There are however things you can do for ones you know are going to happen. This can be caused by the next move being too hard or maybe something just doesn’t feel right so you bail, you GTFO usually executed by a swift drop and a sigh.
So when you know you’re going to sink like the Titanic the first thing you should do while on the wall, is scope out your landing zone.
What you are doing here is ensuring that you have enough room to land and making sure the landing zone is clear. If you are outdoors this will have already been done pre-climb and your spotters will make sure it’s clear.
Sometimes at the gym, newer climbers might not be used to ensuring enough room is available to the climber on the wall which can cause landing issues. However, a simple shout is usually enough to get them to part freeing up your fall zone. (there is no time for niceties when you’re about to fall – worst case you can apologize on the ground)
Once you know your landing zone is clear, you want to make sure that you know how you’re going to fall. It might sound strange but once you start to drop it happens pretty quick so its best to do a quick rundown in your head of proper falling technique to make sure your body follows suit.
My checklist of techniques I run through:
As obvious as it sounds avoid knocks to the head at all costs, this is the pilot of your meat machine so you probably wanna make sure it’s not damaged.
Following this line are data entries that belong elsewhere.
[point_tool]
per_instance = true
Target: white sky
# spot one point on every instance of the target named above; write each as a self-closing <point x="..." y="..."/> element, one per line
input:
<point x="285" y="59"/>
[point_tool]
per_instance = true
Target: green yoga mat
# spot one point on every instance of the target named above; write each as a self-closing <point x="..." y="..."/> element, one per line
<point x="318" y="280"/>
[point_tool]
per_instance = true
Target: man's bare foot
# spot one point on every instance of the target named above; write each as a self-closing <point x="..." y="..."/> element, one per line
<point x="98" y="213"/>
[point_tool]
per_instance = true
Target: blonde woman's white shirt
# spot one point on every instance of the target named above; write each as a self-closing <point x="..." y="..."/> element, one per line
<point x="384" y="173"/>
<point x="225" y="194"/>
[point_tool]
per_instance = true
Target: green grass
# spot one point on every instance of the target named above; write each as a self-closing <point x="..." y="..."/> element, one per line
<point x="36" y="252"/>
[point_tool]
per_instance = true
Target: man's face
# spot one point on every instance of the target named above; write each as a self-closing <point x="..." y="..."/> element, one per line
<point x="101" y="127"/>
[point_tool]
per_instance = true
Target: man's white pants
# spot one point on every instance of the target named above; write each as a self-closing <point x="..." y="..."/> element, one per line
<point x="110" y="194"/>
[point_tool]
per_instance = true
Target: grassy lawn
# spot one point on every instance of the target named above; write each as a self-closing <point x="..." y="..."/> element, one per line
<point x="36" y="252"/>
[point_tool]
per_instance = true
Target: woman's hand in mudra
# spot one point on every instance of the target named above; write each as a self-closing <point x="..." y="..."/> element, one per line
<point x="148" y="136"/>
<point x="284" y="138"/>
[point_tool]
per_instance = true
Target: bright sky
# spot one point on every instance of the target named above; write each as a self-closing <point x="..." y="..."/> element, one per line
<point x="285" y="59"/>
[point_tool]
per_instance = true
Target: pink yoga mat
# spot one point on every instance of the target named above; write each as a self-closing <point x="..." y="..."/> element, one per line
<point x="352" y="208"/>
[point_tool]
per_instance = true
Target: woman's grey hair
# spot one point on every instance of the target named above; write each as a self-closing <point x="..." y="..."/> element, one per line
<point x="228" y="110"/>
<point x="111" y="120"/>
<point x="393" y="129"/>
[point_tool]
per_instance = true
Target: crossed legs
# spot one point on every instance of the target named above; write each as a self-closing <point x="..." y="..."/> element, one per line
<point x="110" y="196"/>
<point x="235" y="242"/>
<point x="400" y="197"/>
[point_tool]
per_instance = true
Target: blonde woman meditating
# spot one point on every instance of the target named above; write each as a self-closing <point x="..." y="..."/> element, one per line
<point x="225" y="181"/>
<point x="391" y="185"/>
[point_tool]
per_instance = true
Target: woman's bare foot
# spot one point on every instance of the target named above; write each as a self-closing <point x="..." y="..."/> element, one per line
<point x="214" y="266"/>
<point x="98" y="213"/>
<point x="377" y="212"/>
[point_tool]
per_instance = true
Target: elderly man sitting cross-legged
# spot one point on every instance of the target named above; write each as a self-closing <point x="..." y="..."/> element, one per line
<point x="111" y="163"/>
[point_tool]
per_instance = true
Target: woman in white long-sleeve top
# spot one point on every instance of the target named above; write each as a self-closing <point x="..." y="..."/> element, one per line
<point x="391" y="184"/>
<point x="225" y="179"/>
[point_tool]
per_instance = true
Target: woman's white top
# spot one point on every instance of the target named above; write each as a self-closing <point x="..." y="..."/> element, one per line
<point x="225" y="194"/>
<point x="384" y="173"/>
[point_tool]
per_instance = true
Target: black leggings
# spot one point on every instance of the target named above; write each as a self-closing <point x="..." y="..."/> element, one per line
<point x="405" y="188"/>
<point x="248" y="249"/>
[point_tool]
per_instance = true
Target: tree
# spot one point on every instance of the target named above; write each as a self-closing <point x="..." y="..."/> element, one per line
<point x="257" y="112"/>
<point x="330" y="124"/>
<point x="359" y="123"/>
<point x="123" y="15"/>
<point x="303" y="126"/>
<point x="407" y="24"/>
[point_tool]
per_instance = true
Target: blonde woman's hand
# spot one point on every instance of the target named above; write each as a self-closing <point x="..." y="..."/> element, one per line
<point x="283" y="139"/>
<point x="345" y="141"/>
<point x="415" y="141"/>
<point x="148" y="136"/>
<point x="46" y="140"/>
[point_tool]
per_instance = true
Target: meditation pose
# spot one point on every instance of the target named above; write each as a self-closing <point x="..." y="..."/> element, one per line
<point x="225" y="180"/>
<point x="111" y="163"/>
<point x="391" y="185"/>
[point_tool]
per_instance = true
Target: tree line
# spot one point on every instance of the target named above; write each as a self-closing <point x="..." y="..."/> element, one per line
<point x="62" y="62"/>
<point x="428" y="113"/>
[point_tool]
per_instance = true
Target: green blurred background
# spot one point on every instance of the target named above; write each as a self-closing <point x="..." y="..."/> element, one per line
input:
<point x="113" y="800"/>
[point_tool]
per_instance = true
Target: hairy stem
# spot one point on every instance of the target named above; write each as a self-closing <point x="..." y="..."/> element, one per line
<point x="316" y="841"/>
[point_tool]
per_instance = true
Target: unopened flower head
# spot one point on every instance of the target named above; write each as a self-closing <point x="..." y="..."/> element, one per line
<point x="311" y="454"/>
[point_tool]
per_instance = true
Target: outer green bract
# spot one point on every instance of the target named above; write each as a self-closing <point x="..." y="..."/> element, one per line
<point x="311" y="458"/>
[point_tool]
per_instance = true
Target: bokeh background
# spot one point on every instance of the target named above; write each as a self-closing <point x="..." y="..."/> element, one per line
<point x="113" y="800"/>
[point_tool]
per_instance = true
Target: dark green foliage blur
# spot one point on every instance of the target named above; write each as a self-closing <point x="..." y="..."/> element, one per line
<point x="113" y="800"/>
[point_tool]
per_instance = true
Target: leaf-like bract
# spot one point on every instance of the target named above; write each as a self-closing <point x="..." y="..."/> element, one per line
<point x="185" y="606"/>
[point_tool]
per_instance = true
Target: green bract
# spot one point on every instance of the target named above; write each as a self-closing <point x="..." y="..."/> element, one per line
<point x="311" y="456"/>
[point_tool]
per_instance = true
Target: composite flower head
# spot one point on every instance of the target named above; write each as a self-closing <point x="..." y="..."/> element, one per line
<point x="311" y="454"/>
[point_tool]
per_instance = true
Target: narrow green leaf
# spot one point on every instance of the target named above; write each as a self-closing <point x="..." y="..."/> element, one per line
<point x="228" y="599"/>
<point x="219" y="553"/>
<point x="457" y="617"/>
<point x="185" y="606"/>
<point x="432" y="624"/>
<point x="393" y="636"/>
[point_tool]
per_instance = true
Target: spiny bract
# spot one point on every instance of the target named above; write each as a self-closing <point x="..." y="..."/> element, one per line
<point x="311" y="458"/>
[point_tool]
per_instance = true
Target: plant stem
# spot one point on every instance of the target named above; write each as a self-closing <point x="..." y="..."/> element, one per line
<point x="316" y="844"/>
Loosen up, man! it’s just falling, all the cool kids are doing it. Seriously though, loosen up. If you are tense for the impact some studies have shown that you are way more statistically likely to be hurt, this one took a lot of practice for me to get down as it’s really hard to get comfortable enough with falling to loosen up.
If you have trouble like me, doing some practice falls from small heights might help you build up the experience and confidence to not panic when falling for real.
If you do wanna land on your feet make sure you roll it out. There is a reason you see parkour experts rolling after every jump and every move.
Rolling directly after a fall can help spread the impact out and help you save your ankles for a rainy day when your 80. This move is space dependent, make sure you are not rolling off mats or into any walls.
The last tip I can give is to make sure your limbs are bent this will help prepare you to roll if needed and lessen the impact.
There isn’t that much that you can do mid-fall to ensure a good landing, but its worth factoring in everything when it comes to reducing injury time so you can climb more.
The most important thing mid-fall is to make sure you don’t try to grab back onto the wall or rock. The reason for this is that the best case scenario is you catch yourself and probably pull something due to the sudden impact of your weight, and in the worst case you will throw your balance off even more and end up falling in a completely uncontrollable way.
How To Stick The Landing
So the landing is pretty much the crucial part of whether a fall will cause injury or not. Most of this is just following through with the imaginary checklist you thought of earlier.
If the fall is from pretty high up, you wanna break out into the roll I mentioned. This is really important for helping transfer the dynamic energy and makes the fall a lot safer.
However, a lot of falls won’t need this if you’re in the gym and can mostly be taken on your feet as long as you buckle onto your butt to help absorb the force.
If you use a combination of all the tips above, you should be fine falling inside or out, as well as drastically reducing your chance of getting injured.